Redis and S3 backends import their client libraries lazily — importing contextweaver.store never requires the extra. Pass a pre-built client or a connection target:

import redis
from contextweaver.store import RedisArtifactStore, RedisEventLog, S3ArtifactStore

client = redis.Redis.from_url("redis://localhost:6379/0")
artifacts = RedisArtifactStore(client=client, namespace="prod", ttl_seconds=86_400)
events = RedisEventLog(client=client, namespace="prod")

s3 = S3ArtifactStore("my-bucket", endpoint_url="https://minio.local", prefix="artifacts")

RedisArtifactStore supports an optional per-artifact TTL and namespace isolation; S3ArtifactStore works with any S3-compatible endpoint.

Async backends

For async network backends, wrap a thread-safe sync store as the async protocol with to_async(store), or pass an async store to ContextManager (via StoreBundle) — the manager bridges it to the synchronous pipeline and keeps the event loop responsive during await build(...).
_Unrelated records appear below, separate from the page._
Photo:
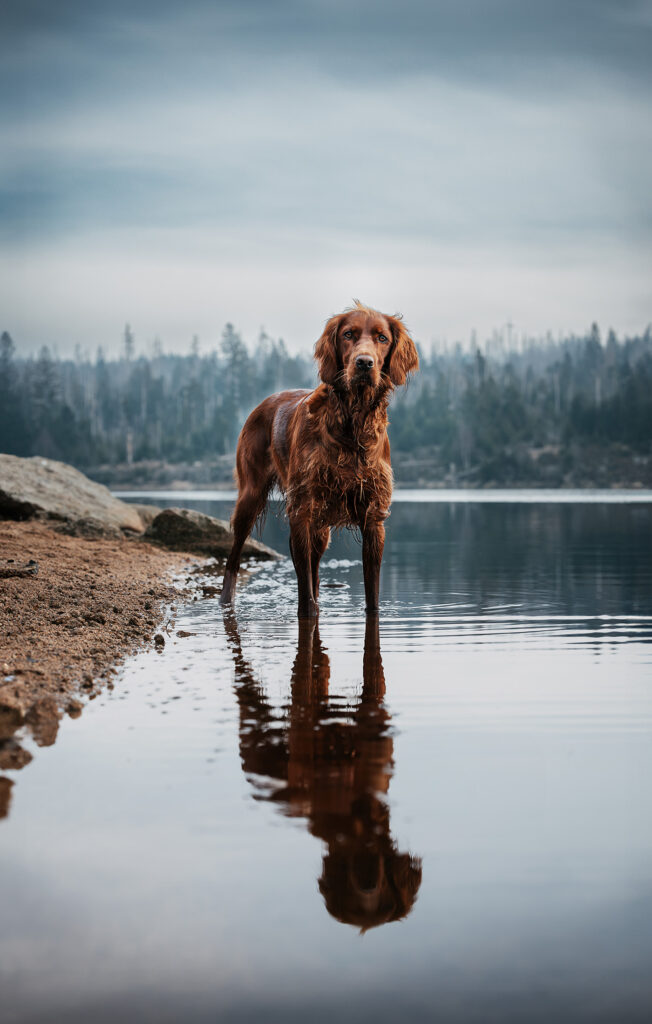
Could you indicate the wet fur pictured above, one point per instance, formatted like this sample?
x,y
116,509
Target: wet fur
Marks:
x,y
328,451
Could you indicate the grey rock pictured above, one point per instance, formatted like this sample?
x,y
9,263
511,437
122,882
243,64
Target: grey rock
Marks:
x,y
185,529
147,513
54,492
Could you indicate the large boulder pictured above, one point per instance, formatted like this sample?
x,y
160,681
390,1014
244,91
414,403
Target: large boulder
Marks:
x,y
185,529
54,491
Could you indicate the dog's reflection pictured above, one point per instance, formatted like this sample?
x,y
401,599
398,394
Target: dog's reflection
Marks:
x,y
328,762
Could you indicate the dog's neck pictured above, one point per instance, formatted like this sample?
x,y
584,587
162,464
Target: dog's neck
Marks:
x,y
358,415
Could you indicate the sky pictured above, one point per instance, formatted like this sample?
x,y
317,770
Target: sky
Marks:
x,y
468,163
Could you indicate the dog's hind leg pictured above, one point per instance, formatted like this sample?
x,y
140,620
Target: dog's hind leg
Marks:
x,y
319,544
257,477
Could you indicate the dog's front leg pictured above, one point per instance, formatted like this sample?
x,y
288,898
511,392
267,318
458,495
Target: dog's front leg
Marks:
x,y
300,546
373,545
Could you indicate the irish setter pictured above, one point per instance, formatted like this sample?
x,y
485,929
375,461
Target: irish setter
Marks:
x,y
328,451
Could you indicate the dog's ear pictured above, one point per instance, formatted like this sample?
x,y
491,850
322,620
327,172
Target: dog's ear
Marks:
x,y
327,352
403,357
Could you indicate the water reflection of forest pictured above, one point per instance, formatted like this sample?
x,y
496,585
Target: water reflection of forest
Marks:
x,y
573,558
330,762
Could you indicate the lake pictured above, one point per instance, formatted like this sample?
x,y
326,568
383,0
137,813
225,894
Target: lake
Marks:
x,y
443,818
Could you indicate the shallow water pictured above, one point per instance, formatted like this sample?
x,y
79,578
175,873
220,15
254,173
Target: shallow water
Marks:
x,y
447,819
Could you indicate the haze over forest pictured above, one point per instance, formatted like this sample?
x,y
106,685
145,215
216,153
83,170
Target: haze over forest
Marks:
x,y
574,411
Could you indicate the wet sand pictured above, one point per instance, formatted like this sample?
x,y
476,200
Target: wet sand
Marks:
x,y
64,630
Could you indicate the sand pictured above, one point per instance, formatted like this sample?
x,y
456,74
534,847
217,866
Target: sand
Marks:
x,y
64,630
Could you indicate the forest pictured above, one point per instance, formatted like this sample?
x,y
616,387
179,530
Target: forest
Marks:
x,y
555,412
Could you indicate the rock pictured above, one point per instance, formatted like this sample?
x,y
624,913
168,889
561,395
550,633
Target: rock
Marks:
x,y
185,529
5,796
12,711
53,491
147,513
43,719
12,756
9,567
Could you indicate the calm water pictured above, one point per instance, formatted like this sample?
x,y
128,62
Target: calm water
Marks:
x,y
447,820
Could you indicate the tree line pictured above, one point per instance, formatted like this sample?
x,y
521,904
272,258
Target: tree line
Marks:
x,y
489,413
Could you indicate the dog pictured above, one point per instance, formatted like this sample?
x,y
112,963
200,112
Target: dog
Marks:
x,y
328,452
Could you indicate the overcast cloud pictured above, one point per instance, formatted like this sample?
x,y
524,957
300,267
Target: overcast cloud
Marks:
x,y
467,163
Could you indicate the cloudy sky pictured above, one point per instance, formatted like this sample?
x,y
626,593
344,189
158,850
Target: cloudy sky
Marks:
x,y
467,162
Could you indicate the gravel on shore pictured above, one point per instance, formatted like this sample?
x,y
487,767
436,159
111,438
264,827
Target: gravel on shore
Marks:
x,y
66,626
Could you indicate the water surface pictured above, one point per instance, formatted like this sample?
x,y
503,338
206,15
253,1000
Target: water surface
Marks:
x,y
446,817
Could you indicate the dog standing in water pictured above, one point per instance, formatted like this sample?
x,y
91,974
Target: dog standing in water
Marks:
x,y
328,451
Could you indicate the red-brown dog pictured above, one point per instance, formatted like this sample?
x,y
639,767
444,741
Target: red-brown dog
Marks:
x,y
328,451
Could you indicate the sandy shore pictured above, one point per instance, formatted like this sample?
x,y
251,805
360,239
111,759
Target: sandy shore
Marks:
x,y
63,631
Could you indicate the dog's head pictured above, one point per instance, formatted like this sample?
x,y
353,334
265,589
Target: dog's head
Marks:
x,y
361,347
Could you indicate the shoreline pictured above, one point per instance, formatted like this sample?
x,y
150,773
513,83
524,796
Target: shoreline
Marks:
x,y
66,630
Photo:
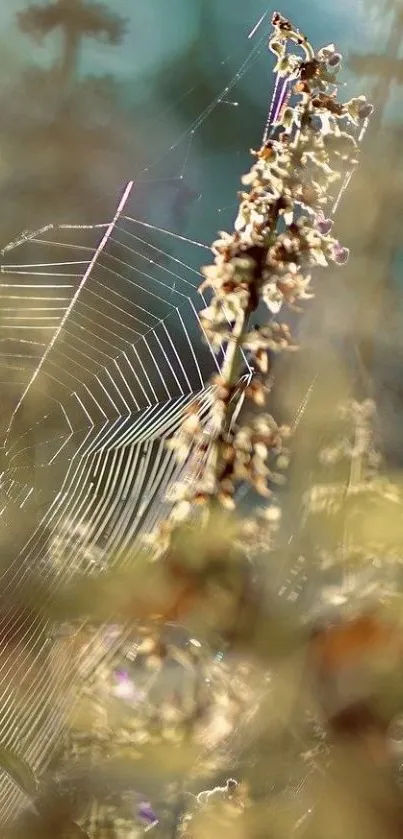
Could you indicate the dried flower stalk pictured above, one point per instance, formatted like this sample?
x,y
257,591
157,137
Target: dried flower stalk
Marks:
x,y
280,234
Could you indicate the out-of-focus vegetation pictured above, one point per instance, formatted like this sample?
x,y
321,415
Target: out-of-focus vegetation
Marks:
x,y
205,700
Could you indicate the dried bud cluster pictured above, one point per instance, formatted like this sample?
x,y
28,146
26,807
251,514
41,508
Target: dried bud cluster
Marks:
x,y
281,232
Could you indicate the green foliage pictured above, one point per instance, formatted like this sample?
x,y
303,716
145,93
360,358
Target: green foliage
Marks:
x,y
92,20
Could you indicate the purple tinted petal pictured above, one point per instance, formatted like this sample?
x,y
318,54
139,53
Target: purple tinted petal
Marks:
x,y
279,97
340,254
324,225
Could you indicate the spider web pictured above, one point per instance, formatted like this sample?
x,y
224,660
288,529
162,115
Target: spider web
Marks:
x,y
105,338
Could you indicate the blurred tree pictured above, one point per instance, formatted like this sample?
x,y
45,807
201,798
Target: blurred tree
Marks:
x,y
77,20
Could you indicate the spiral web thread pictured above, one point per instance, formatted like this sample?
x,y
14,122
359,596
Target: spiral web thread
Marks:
x,y
111,337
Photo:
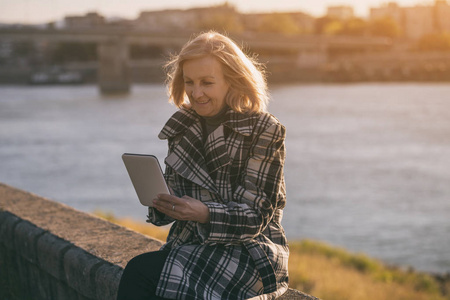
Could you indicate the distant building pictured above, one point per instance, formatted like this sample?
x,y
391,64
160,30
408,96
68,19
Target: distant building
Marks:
x,y
254,21
182,20
341,12
90,20
442,15
418,20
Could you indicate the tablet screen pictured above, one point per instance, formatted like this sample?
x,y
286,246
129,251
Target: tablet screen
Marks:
x,y
146,175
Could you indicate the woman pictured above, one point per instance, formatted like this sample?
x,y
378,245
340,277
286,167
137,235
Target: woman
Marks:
x,y
225,168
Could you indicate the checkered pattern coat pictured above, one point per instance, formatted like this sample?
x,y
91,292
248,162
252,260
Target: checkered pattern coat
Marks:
x,y
238,173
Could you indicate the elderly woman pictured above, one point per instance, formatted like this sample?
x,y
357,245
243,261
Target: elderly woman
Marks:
x,y
225,168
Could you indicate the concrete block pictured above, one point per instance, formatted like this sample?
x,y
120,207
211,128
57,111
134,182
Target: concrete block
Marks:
x,y
60,290
80,268
107,280
8,222
50,252
25,238
292,294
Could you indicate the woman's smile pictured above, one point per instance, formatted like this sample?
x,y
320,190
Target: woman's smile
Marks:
x,y
205,85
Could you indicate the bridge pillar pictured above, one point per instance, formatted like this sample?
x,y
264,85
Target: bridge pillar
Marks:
x,y
113,73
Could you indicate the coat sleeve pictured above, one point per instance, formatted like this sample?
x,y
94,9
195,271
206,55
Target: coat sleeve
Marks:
x,y
259,193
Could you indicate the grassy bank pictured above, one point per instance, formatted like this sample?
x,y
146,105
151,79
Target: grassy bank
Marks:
x,y
332,273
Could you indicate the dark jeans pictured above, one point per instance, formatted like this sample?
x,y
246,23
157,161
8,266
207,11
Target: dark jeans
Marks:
x,y
141,275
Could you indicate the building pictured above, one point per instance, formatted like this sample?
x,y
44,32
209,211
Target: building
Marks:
x,y
90,20
341,12
186,20
254,22
442,16
418,20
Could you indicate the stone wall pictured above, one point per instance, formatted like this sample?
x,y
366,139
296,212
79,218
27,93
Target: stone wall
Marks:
x,y
51,251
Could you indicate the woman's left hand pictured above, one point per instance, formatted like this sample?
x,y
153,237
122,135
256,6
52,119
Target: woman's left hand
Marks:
x,y
183,209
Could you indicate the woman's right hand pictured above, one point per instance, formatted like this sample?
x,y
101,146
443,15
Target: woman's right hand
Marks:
x,y
183,209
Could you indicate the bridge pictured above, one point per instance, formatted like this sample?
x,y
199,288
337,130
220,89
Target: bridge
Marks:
x,y
114,58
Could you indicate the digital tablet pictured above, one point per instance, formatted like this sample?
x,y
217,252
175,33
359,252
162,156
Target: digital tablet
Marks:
x,y
146,175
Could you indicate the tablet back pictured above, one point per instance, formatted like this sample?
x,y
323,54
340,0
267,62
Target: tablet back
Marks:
x,y
146,175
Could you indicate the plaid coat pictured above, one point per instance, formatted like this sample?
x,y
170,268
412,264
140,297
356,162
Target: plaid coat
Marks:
x,y
238,173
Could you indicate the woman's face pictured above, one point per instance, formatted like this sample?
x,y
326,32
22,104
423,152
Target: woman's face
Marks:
x,y
205,85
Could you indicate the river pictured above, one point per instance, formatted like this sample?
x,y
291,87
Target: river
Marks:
x,y
367,167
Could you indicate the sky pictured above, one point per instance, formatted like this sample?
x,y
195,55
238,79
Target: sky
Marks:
x,y
43,11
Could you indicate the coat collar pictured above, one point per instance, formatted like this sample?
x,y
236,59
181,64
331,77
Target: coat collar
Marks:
x,y
184,118
193,159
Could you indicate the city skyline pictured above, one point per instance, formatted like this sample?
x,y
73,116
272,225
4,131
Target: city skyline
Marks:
x,y
43,11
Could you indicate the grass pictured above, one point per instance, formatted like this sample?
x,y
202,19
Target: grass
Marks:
x,y
333,273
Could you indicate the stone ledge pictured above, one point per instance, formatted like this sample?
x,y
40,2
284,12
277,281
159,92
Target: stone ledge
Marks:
x,y
51,251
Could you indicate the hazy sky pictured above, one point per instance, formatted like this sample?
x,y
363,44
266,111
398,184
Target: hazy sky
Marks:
x,y
41,11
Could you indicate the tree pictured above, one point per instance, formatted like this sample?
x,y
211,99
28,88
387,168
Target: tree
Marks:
x,y
434,42
354,27
385,27
279,23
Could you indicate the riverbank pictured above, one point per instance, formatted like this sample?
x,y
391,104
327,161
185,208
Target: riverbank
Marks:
x,y
333,273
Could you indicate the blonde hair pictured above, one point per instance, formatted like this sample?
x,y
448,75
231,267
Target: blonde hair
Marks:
x,y
248,88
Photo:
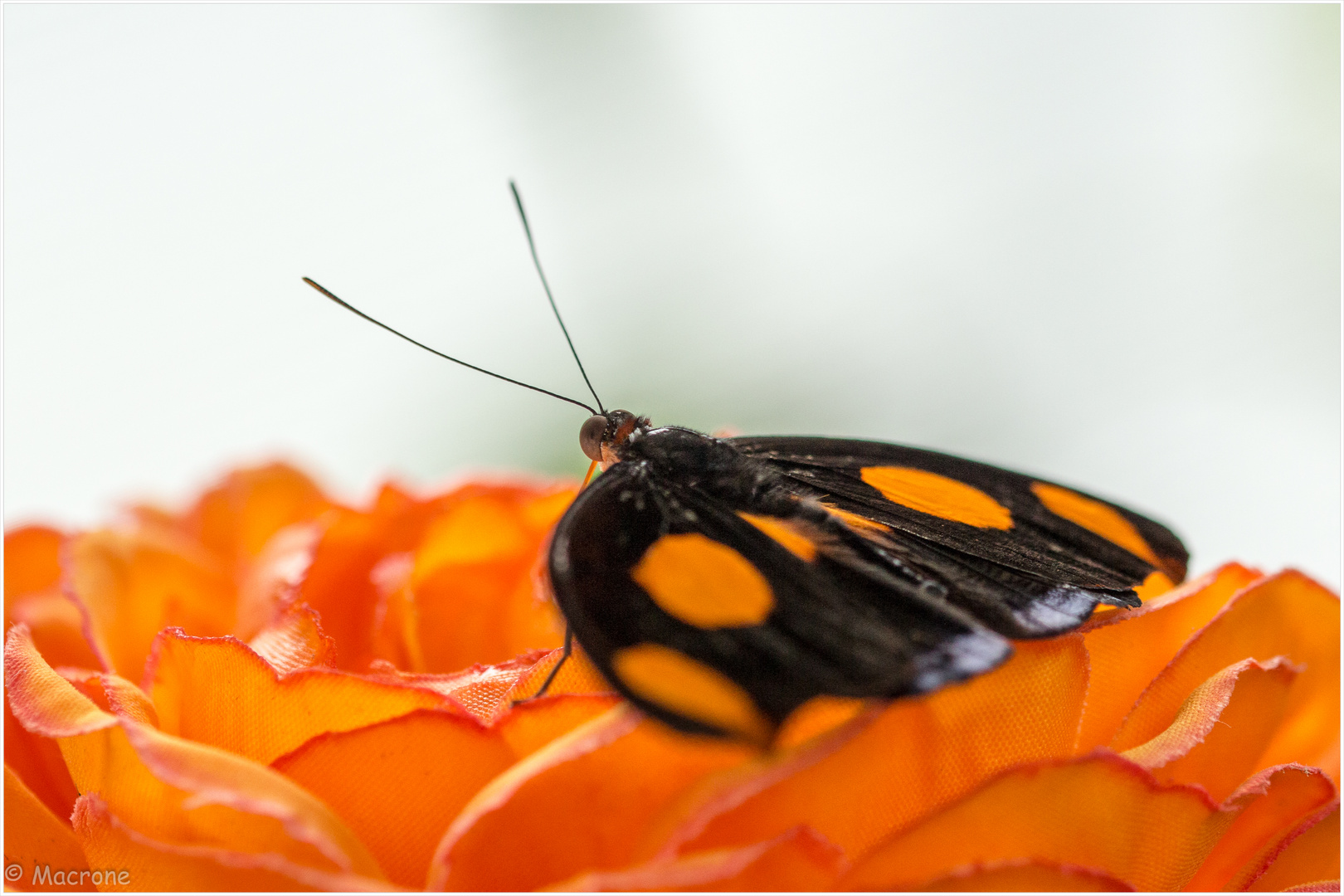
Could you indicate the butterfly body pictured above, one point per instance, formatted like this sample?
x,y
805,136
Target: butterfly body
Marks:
x,y
722,583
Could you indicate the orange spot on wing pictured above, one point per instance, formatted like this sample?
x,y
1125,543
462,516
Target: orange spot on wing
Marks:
x,y
816,716
856,522
799,546
1096,518
937,496
691,689
704,583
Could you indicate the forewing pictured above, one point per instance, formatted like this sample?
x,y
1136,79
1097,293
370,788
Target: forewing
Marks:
x,y
983,516
706,621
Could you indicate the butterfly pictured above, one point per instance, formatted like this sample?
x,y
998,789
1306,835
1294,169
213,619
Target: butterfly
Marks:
x,y
722,583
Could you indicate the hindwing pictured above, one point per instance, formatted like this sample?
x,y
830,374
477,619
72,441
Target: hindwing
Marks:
x,y
713,622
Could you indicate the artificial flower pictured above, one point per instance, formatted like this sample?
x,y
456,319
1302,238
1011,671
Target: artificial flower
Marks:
x,y
270,691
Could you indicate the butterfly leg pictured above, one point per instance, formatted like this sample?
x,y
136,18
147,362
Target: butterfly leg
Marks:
x,y
569,649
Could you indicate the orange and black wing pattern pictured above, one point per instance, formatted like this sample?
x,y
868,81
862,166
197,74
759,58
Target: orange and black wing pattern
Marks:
x,y
722,583
707,620
996,539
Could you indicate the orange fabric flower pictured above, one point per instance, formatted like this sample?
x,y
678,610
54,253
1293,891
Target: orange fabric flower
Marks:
x,y
272,691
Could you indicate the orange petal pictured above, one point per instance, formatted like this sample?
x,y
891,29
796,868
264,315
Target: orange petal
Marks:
x,y
1027,874
269,582
1309,855
32,562
1099,811
32,835
1274,804
578,674
401,782
217,691
45,703
531,726
56,627
190,794
144,864
919,754
581,802
236,518
339,587
39,765
1127,649
173,789
132,585
797,860
1222,728
295,641
475,582
113,694
1288,616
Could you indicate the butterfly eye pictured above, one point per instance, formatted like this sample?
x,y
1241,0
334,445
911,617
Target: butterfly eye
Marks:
x,y
590,436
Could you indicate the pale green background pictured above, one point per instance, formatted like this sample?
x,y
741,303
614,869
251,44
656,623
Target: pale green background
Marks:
x,y
1099,243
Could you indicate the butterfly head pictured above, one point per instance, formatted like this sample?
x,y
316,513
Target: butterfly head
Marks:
x,y
604,436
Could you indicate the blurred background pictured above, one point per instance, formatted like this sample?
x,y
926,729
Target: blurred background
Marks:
x,y
1098,243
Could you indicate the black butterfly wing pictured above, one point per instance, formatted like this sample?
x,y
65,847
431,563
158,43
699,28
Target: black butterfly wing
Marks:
x,y
1025,557
706,621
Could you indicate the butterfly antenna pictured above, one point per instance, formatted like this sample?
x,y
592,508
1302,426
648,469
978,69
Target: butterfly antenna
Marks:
x,y
455,360
527,229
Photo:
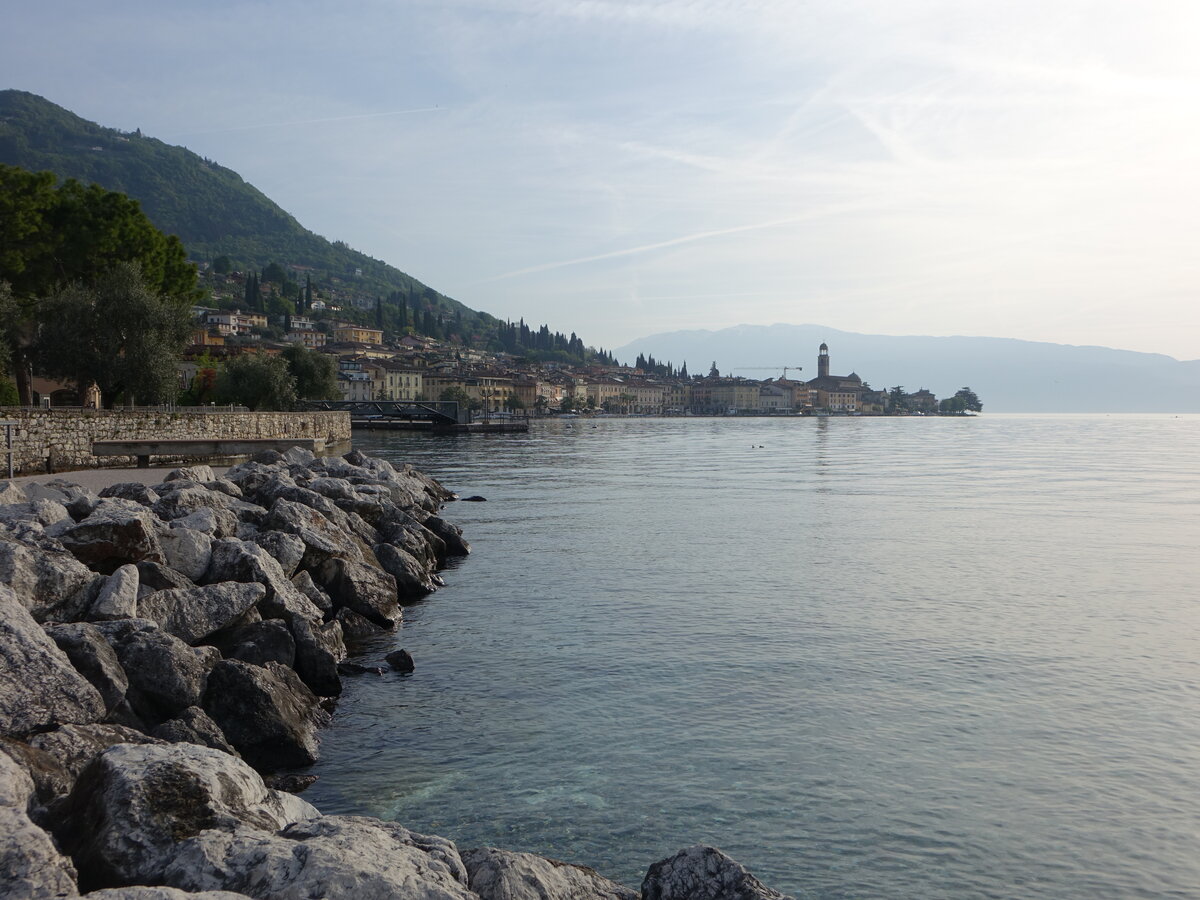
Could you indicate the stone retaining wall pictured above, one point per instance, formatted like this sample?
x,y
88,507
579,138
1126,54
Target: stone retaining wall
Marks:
x,y
61,438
See contextweaver.store.async_protocols.

Persisting gateway state across restarts

contextweaver mcp serve --state-dir DIR wires the gateway's per-session ContextManager to file-backed stores so artifact handles and event history survive a restart:

contextweaver mcp serve --gateway --catalog catalog.json --state-dir ./gateway-state

This lays out gateway-state/events.sqlite3 (a SqliteEventLog) and gateway-state/artifacts/ (a JsonFileArtifactStore). Restarting the server against the same --state-dir rehydrates prior events and keeps previously issued artifact handles resolvable via tool_view. The same key works in a config file:

# gateway.yaml
catalog: catalog.json
mode: gateway
state_dir: ./gateway-state

Without --state-dir, the gateway uses in-memory stores (the zero-config default) and state is lost on exit.

!!! note "Data retention" Persisted artifacts are the raw, firewalled upstream payloads written to disk. Treat the state directory with the same care as any store of tool-result data, and prefer a backend whose durability and access controls match your deployment.